Swiss bank UBS had announced an acquisition in the U.S.A. with flowery words. With the acquisition of Wealthfront, the bank wanted to strengthen its market position in the United States and expand its online wealth management with that strategic deal.
Unfortunately, nothing came of it, as muula.ch also reported. With humble words UBS announced that the acquisition had been called off. However, the big bank did not provide any information on the reasons.
Now, however, research by the “SonntagsZeitung“, which belongs to the TX Group, has revealed that one reason was the decline in company valuations. The paper refers to persons familiar with the matter.
Stock market prices have fallen sharply since the deal was announced, and the valuation of startup companies has also plummeted as a result, it said.

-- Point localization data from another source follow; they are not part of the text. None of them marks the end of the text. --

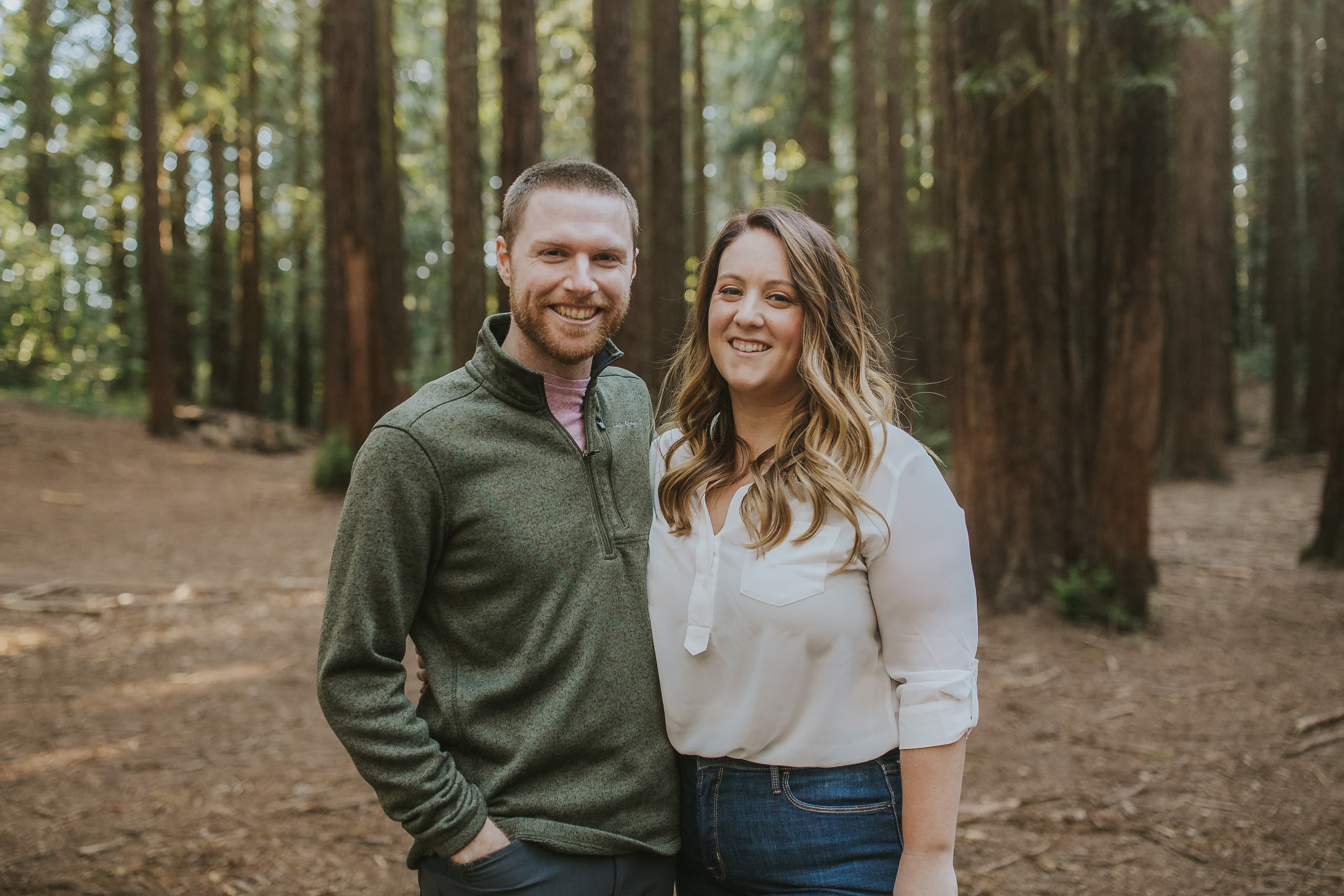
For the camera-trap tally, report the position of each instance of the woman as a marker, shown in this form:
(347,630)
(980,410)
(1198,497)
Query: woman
(810,589)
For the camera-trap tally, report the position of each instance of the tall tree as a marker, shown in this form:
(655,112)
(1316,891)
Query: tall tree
(870,194)
(521,117)
(1128,181)
(1328,545)
(1011,417)
(815,132)
(666,262)
(464,178)
(152,289)
(361,378)
(1326,342)
(1281,281)
(218,282)
(1203,262)
(252,312)
(38,61)
(616,146)
(699,148)
(118,280)
(179,257)
(303,370)
(897,206)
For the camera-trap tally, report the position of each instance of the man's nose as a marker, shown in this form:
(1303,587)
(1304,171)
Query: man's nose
(581,277)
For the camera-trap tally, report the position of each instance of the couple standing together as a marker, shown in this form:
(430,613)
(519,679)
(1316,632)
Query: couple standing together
(738,659)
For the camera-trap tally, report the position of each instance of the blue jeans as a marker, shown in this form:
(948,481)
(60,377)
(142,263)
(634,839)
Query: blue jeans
(758,831)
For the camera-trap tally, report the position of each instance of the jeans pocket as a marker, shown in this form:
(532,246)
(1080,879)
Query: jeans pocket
(846,790)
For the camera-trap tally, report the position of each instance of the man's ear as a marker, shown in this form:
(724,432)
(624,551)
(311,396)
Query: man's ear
(503,261)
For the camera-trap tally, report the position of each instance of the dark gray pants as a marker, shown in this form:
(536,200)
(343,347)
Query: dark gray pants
(527,870)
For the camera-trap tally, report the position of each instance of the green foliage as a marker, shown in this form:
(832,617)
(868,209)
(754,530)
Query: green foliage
(1088,594)
(334,463)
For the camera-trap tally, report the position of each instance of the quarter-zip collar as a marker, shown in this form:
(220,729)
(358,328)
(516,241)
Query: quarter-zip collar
(512,382)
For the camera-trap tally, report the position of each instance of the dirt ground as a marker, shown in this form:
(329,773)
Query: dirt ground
(170,741)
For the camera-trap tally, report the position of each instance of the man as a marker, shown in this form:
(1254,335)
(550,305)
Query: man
(500,518)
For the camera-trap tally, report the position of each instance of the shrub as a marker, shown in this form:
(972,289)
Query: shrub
(335,458)
(1088,594)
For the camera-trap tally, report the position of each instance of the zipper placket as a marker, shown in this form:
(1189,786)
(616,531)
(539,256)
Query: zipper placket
(587,456)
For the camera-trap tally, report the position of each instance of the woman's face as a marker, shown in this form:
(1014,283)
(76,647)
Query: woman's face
(756,320)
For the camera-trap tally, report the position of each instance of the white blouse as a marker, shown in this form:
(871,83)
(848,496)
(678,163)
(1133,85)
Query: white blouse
(787,659)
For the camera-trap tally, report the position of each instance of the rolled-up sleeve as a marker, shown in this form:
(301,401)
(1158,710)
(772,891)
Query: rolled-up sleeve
(924,592)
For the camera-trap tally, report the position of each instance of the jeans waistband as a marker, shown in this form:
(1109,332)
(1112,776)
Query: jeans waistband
(891,757)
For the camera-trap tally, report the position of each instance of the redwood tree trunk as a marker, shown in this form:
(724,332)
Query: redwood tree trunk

As a result major shareholders at UBS had opposed the deal, they said. The original purchase price was already very high. With the shrunken stock markets the valuation was even more exaggerated, the paper wrote as an explanation.
Another reason given is that the Swiss bank, led by Group CEO Ralph Hamers, is now capable of building such a wealth management platform à la Wealthfront itself. Therefore, UBS no longer needed the deal.
And, last but not least, the U.S. banking regulators would also have frowned upon UBS’s acquisition. The big bank does not have a clean slate in the U.S.A. and has attracted attention with numerous scandals in the past.
UBS remains silent
Although there was ‘no clear veto’ from the U.S. banking regulator on the deal, the newspaper continued. However, UBS was still so happy to use these concerns as an opportunity to get rid of the transaction, which was not so popular anyway.
UBS says “no comment” to all of this. The “SonntagsZeitung” suspects that the supervisors do not like it when something gets out to the public about such talks.
Resistance from the regulator
However, UBS must have had a valid reason for withdrawing from the purchase agreement – that was actually concluded – because, according to the information, no break-up or penalty fee was paid for the deal having fallen through.
This is an indication that, practically so late, only resistance could have been expressed by the regulator.